Pay nearly halved for Griffin coal miners

A decision supported by the Fair Work Commission to slash Griffin Coal’s Collie miners pay by 43 per cent has been slammed by unions.

The Australian Manufacturing Workers’ Union (AMWU) has condemned the 9 June decision to terminate the current enterprise agreement between Griffin Coal and 70 maintenance workers at the Collie mine ahead of the agreement’s expiry next month.

“After 12 months of protracted negotiations, over which time Griffin has continually tried to cut pay and strip back the working conditions and entitlements fairly negotiated by workers over many years, the FWC has ruled that, in the ‘public interest’, the agreement should be terminated as of 10 July,” the AMWU said.

There were reportedly 24 bargaining agreement meetings between unions and the miner between March 2015 and February 2016, and 15 conferences facilitated by the FWC between the two to reach an agreement, however the parties failed to reach a mutual agreement.

According to the Fair Work Commission documents, “At the end of those bargaining meetings, the AMWU stated to the Commission that it is unable to agree or disagree that Griffin Coal has “communicated to employee bargaining representative the financial and economic imperatives for change in order to achieve a sustainable business.”

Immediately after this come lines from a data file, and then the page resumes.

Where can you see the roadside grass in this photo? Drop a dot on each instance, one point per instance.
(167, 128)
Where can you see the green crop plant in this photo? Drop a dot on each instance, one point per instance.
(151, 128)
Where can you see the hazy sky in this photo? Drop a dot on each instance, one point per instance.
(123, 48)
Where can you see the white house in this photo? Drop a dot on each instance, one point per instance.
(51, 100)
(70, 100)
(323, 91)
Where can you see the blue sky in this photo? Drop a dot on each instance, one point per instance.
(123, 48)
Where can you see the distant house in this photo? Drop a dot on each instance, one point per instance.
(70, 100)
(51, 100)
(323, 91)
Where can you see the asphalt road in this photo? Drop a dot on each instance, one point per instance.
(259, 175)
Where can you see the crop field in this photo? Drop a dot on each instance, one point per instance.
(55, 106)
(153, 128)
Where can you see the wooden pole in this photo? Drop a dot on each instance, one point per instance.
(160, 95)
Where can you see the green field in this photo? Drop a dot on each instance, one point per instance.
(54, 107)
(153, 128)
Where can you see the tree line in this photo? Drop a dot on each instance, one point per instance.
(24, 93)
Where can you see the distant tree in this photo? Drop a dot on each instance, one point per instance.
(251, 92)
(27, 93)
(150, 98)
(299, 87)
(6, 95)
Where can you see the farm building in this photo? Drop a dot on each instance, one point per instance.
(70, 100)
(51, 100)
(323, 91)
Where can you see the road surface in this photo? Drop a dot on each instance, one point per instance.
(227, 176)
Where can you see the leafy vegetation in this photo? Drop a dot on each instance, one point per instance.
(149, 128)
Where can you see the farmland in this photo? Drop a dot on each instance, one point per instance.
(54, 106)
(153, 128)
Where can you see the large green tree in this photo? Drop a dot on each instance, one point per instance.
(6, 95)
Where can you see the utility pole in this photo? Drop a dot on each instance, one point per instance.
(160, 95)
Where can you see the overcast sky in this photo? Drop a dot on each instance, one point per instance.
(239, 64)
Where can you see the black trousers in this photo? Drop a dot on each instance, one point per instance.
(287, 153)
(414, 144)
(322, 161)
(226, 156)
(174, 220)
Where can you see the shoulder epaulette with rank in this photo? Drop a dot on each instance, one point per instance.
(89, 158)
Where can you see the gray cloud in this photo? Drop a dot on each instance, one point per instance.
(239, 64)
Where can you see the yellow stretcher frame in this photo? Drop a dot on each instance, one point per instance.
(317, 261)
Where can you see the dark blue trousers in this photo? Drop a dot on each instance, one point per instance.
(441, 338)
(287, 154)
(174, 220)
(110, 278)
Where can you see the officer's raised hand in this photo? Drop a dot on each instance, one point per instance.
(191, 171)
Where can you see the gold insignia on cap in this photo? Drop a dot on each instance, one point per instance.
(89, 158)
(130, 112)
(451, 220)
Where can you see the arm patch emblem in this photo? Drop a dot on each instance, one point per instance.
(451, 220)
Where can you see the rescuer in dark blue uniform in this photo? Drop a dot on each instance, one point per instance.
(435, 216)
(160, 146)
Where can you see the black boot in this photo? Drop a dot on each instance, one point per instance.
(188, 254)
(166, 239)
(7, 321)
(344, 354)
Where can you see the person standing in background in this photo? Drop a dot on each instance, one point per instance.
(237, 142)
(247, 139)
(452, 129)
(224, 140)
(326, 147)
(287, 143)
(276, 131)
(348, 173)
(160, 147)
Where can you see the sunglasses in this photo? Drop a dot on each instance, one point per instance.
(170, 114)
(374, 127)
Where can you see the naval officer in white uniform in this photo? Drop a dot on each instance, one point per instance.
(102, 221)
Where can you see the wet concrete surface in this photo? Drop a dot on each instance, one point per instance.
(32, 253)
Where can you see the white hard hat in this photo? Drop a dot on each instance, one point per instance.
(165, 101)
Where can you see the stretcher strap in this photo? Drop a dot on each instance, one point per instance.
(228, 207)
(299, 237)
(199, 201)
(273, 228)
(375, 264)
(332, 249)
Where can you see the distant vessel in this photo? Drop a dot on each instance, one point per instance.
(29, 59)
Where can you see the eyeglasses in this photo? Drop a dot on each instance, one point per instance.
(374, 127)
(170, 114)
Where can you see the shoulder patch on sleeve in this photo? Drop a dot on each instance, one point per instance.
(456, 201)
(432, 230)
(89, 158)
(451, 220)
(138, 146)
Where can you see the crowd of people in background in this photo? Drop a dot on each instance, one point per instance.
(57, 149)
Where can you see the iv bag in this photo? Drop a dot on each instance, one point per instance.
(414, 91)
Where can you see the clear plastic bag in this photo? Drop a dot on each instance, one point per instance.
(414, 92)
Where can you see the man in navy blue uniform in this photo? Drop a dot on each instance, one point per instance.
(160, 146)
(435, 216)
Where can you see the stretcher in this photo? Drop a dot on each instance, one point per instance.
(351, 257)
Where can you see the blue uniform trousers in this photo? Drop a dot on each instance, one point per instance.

“Further, the AMWU is unable to agree or disagree that the range of provisions in the Maintenance Agreement which Griffin Coal regards as key provisions, includes: rates of pay, rosters, use of contractors, manning levels, superannuation and fares and allowances.”

 Following this, FWC commissioner Daniel Cloghan said, “In view of the significant amount of evidence, I find the AMWU’s response of neither agreeing nor disagreeing to the above statements not one of doubt, but denial. The evidence is plain on these issues.”

“The simple fact is that, after over 12 months of bargaining prior to the hearing, the parties are unable to reach agreement on a replacement agreement.”

Workers will now revert back to the existing Black Coal Mining Industry Award (2010), which will result in a 43 per cent pay cut and loss of entitlements and conditions.

It is understood the average maintenance worker earns around $127,000 annually, and under the new award pay will drop to $72,000.

It comes after Griffin’s parent company, India’s Lanco Infratech, complained over high operating costs, according to The West.

FWC documents state the miner has been losing, on average, $48.9 million annually from 2011 to 2016, adding “Griffin loses money on every tonne of coal produced and sold” due to its existing long-term contracts”, which equates to the costs of producing one tonne of coal (excluding royalties) 52 per cent higher than the revenue it receives from its domestic supply contracts.

It went on to state Griffin’s largest operating cost is labour, with total wages and salaries in 2015 accounting for 43 per cent of its operating costs.

AMWU state secretary Steve McCartney described the decision as “an outrageous attack on the workers” and a “kick in the guts” to the local community.

“How can the FWC describe this decision as being in the ‘public interest’, when it’s workers, their families, and the whole Collie community who will suffer as a result of this company’s poor business practices,” McCartney said in an AMWU statement.

“Here we have a foreign-owned, multi-national company who have run this operation into the ground, and now thanks to the FWC Griffin are able to walk away from their responsibility to their workforce and the town.”

This is not the first time Griffin has faced issues over paying its workers.

In 2014 operations halted at the site over unpaid bills, with 260 workers suspended after Griffin failed to pay $30 million in debt to its contractor Carna Civil and Mining.